How Kloogh spun a web of deceit

Perhaps the most surprising thing about Barry Kloogh’s Ponzi scheme is that it was not detected earlier.

Kloogh - now struck off as a financial adviser - created hundreds of fictitious investments for his unfortunate clients, who were lulled into a false sense of security by seeing the names of deposits held in blue chip companies when reading the statements he provided for them.

However, almost all the assets listed on those statements never existed.

Court documents released on Friday - when Kloogh was imprisoned for eight years, 10 months with a minimum period to be served of five years and four months after a hearing in the Dunedin District Court - set out how some of the 81 victims identified so far were defrauded.

Much of the $15.7 million estimated to have been stolen by Kloogh through his firm, Impact Enterprises Ltd, was taken using a ruse only the deeply suspicious might have rumbled.

The money Kloogh’s clients trusted him to invest for them was meant to have been deposited into the FNZ Custodians Ltd account, the custodian for the Consilium platform - a custodial "investment wrap" service which bundled together different investments belonging to the same customer for ease of management.

However, the money seldom went to FNZ.

Not being a licensed broker, Kloogh was not permitted to receive money from clients - when they either wrote him cheques or made transfers via internet banking, they usually paid "Consillium", as this is where Kloogh told clients funds should go.

However, the bank’s system allowed Kloogh to designate a trading name for his company’s accounts - a function he used to name IEL’s three main accounts after Consillium and two other trading portfolios.

It was IEL’s bank account number, not that of the custodian, that clients were generally given.

Barry Kloogh appears in court this morning. Photo: Linda Robertson
Barry Kloogh in court. Photo: Linda Robertson

 

Customers were meant to be given a password to access the platform so they could monitor their investments but - crucially - Kloogh told few, if any, of his clients the Consillium platform offered that function.

Instead, Kloogh sent statements to clients which detailed investments he claimed to have made on their behalf.

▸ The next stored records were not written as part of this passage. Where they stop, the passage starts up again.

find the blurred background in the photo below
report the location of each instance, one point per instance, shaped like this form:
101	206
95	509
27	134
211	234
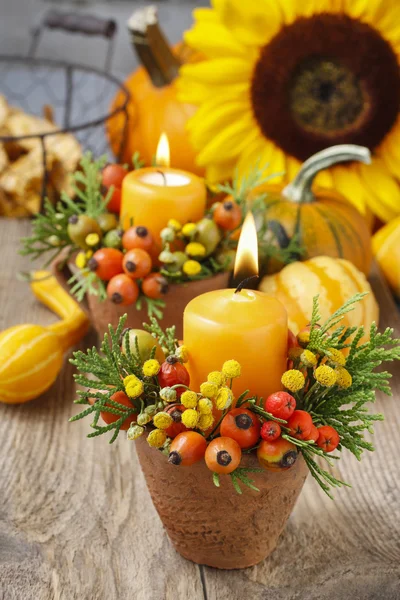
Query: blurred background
18	16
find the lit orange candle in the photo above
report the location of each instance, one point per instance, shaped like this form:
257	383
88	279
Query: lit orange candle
248	326
154	195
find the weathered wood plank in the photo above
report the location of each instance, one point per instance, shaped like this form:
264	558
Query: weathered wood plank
76	520
349	548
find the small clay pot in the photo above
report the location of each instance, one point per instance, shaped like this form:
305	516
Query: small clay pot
218	527
104	313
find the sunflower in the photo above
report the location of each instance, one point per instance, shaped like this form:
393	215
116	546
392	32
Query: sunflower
283	79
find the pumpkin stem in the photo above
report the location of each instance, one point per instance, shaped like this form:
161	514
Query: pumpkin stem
299	190
152	47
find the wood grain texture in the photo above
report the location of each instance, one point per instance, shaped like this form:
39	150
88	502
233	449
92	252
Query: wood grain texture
76	520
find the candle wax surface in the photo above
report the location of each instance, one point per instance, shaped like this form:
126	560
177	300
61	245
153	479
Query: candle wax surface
162	179
249	326
151	201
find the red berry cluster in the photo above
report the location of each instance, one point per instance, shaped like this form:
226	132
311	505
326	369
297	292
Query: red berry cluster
227	214
283	406
128	273
113	176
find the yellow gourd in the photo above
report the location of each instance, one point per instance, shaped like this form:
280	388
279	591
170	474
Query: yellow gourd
334	280
31	356
386	248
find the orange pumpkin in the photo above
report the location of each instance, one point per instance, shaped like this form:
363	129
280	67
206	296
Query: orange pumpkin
154	107
386	247
334	280
325	222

Almost every victim of Kloogh spoken to by the ODT has a story to tell about ringing the bank or finance company they thought had their money, only to be told it had no record of their existence.

Kloogh had good records of his customers’ profits and losses, ironically due to a function on the Consillium platform.

The site allowed Kloogh to enter the "external investments" he claimed to have bought for his clients outside of custody.

"It meant that I knew that that money was owed. Nearly every external investment in that portfolio was misappropriated," Kloogh told investigators.

If a customer wanted their money back, Kloogh would transfer money from IEL’s account to the custody account, so it looked like it had been deposited by a client.

The custodian would then credit the withdrawing client’s account, unwittingly believing it was simply returning to the people concerned their own money.

"If a person had said ‘Oh look, we need $50,000 for a vehicle’, I’d go ‘Oh my God I’ve got to get more money in’ and that’s how I’d actually get the funds in," Kloogh told investigators.

"It astounded me that they [the bank] would allow me to change who the payer was. So the payer could be changed to Consillium so it would look as if it was coming from FNZ Consillium.

"And vice versa, I could put money into the Consillium account and it looks like it was coming from the client."

Occasionally, he would sell a genuine asset from an account on the Consillium platform and pay the proceeds into a customer’s account.

Kloogh would then ring to say he had accidentally put money into their account, and ask for it to be transferred to the "correct" account.

Some customers transferred money two or three times to fix Kloogh’s "mistakes".

Kloogh was eventually caught after his accountant spotted a discrepancy in the accounts and alerted authorities.